VirusBattle uses VM introspection to observe malware execution at a level below ring 0. The intricate knowledge of Windows Internals is in-built the system to monitor the malware's interaction with the Operating System as it is executing. This is followed by a rigorous static analysis of the original code, as well as, that of runtime generated code extracted during the execution.

VirusBattle's static analysis engine performs a variety of analyses. The most important to reverse engineers being the BinJuice analysis.
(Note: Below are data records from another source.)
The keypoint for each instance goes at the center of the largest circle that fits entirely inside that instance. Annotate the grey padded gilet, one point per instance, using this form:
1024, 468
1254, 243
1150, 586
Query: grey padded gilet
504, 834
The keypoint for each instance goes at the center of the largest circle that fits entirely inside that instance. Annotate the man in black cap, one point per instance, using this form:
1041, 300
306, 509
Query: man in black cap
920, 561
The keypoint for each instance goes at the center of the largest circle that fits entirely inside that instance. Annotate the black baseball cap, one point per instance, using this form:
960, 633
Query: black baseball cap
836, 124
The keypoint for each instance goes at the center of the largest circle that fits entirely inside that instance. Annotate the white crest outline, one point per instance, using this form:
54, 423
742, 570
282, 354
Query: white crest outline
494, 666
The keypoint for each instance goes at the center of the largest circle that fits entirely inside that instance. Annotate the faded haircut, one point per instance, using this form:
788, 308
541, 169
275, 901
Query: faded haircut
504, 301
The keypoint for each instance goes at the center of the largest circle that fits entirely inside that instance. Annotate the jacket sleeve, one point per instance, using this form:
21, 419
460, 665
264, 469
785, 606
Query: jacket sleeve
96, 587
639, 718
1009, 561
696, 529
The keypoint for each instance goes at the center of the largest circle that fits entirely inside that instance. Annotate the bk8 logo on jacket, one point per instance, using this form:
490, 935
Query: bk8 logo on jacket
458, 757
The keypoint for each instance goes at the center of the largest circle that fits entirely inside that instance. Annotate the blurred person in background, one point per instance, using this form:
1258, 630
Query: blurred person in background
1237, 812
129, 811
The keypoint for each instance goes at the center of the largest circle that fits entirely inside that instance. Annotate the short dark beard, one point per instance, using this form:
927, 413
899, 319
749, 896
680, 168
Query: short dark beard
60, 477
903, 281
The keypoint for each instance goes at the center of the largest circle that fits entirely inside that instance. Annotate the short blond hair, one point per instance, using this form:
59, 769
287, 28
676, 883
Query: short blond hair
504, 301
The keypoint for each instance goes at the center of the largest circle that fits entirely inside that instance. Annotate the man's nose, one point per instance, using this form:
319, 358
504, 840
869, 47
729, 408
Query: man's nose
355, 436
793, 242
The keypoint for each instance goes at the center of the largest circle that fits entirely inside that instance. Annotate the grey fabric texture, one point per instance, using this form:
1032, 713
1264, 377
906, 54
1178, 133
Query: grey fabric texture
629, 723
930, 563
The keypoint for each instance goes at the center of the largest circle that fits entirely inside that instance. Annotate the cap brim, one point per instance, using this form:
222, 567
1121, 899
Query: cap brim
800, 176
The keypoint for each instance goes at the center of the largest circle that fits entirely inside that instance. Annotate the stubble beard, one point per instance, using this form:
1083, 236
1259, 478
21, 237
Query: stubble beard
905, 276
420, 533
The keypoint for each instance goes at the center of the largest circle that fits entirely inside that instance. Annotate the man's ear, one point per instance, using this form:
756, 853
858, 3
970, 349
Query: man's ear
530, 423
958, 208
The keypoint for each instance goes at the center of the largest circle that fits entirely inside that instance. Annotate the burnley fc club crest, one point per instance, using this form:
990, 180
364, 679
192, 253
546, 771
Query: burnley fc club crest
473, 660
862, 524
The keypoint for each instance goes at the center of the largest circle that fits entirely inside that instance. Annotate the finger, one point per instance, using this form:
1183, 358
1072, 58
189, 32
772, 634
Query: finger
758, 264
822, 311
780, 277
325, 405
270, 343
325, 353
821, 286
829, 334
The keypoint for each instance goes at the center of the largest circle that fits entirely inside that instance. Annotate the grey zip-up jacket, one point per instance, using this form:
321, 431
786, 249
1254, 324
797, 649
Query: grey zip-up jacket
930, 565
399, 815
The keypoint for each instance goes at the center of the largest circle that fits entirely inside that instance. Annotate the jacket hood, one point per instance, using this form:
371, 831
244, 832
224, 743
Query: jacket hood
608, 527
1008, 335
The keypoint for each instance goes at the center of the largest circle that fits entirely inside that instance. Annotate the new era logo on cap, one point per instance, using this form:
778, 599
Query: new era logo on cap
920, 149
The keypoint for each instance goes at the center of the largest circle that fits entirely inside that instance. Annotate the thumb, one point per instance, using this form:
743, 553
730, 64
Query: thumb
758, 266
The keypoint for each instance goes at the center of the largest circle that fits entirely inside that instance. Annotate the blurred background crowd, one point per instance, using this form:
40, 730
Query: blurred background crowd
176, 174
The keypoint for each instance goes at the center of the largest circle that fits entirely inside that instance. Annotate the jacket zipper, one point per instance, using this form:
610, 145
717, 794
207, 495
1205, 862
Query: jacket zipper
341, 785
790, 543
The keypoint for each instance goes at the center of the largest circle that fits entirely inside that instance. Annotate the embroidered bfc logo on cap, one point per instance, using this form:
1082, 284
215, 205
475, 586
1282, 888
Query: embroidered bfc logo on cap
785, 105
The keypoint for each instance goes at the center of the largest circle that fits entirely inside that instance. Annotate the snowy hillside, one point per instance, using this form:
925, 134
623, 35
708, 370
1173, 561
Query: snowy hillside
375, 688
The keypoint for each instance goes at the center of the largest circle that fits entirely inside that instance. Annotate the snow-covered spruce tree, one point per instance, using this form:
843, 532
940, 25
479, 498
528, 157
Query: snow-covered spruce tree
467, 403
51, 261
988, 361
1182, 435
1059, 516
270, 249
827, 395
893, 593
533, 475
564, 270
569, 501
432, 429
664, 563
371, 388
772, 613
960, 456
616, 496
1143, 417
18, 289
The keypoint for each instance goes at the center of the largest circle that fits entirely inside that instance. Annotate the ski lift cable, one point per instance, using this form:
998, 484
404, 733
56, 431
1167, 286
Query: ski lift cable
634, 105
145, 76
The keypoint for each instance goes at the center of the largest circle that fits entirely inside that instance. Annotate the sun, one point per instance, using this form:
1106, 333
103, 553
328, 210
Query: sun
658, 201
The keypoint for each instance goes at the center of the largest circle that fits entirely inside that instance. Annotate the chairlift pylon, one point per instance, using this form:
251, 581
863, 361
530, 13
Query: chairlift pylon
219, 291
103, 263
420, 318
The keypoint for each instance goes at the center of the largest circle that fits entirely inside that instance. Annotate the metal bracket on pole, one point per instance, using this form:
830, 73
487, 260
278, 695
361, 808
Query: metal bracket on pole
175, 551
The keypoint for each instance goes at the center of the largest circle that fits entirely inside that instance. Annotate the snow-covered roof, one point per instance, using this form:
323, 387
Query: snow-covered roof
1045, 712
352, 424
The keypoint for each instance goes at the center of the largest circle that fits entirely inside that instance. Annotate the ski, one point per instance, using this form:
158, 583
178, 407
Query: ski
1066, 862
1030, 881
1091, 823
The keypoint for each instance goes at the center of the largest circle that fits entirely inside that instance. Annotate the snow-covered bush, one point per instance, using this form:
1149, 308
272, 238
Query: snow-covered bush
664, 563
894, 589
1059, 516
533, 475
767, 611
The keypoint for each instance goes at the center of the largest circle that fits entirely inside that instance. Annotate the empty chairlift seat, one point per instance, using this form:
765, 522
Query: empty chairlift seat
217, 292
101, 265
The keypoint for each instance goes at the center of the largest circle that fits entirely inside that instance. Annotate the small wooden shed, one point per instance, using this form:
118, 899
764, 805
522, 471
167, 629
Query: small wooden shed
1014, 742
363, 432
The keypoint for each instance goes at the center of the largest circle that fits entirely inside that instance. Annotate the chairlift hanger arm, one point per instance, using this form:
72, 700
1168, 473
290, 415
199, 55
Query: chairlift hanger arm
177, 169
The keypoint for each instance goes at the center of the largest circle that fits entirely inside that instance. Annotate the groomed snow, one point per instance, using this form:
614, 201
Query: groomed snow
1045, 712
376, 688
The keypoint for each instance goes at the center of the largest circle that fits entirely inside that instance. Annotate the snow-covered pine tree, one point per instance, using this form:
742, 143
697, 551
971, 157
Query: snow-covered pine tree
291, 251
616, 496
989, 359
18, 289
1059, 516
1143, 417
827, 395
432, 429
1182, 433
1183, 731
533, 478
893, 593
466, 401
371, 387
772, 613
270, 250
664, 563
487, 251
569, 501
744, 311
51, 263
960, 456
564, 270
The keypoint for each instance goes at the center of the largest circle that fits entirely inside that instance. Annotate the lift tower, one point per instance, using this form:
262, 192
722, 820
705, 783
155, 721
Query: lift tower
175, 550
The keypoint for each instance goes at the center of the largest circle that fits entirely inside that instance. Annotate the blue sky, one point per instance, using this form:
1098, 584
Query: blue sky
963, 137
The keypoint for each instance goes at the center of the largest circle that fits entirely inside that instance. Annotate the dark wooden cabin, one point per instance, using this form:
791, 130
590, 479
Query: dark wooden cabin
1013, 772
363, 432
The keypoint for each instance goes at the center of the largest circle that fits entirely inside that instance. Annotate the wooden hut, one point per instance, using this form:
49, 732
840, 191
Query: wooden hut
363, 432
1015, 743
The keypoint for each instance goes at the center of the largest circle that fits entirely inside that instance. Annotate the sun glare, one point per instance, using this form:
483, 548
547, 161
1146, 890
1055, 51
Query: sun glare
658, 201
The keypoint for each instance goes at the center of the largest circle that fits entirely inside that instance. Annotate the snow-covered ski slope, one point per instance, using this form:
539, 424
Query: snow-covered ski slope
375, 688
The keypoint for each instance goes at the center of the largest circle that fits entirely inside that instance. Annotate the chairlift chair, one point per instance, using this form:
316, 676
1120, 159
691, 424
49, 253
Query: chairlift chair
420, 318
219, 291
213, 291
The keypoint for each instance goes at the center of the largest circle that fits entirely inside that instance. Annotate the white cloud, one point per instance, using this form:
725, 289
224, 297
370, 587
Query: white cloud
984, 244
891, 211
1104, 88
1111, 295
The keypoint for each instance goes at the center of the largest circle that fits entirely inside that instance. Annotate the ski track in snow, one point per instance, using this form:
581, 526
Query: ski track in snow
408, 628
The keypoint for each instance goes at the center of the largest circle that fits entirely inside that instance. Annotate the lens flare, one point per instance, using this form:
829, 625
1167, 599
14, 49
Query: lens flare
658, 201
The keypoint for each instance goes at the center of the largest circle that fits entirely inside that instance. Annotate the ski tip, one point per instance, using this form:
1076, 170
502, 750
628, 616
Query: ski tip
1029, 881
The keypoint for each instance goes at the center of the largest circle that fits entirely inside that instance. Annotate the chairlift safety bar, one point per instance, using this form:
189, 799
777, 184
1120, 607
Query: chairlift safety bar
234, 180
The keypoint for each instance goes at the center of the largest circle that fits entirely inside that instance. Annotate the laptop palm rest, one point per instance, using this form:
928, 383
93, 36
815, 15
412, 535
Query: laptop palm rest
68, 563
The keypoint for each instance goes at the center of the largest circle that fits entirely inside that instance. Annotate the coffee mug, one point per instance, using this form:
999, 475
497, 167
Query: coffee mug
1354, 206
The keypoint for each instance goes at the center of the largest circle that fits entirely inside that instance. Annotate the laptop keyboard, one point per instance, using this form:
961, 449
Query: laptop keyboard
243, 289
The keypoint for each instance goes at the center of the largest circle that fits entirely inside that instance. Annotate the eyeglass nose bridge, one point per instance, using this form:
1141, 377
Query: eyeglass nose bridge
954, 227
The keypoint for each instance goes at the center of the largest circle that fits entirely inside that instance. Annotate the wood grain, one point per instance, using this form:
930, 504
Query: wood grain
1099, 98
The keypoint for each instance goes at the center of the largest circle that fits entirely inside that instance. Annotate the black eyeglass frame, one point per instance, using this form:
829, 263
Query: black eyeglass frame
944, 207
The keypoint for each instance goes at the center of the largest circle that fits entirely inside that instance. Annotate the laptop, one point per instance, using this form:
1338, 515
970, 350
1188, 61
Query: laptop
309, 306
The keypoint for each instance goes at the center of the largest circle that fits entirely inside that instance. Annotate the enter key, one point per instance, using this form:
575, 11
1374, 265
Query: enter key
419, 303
Juice is an abstraction over semantics that can be computed and compared in a fast and scalable fashion.

Given a binary executable, in about a minute, VirusBattle can calculate juice of all procedures in the binary and find out known procedures in the database which are semantically equivalent to procedures in the given binary. Users then have access to all the information and notes of reversers who have worked on the procedure before, leaving only the unique, never-seen-before, procedures to be reversed. This reduces the workload by orders of magnitude. proc-sharing.jpeg

Propagating information from procedure to another juice equivalent procedure has interesting advantages. For instance, IDA more often than not, misses to identify library procedures. Reverse engineers thus often end up spending time reversing a library procedure which can be avoided.

Below image shows percentage of library procedures as identified by IDA followed by those identified by VirusBattle by just propagating IDA isLibrary tag information across juice-equivalent procedures. image004.png image005.png

The above is just a glimpse of what can be achieved by propagating information across equivalent procedures. One can also throw in labelled open source code and propagate information from them to similar equivalent procedures in malware and use the labels to guide a reverse engineer trying to understand the malware behaviors.

To better aid in understanding new malware, VirusBattle also reports on the ControlFlow Graph of the malware. Additionally, VirusBattle also generates an APIFlow Graph. Since API calls are the most common way to interact with the OS, they can be used to understand malware behavior. APIFlow Graph thus may be understood as an abstraction of the ControlFlow Graph where each path describes the behavior of the program as it executed that path on the ControlFlow Graph.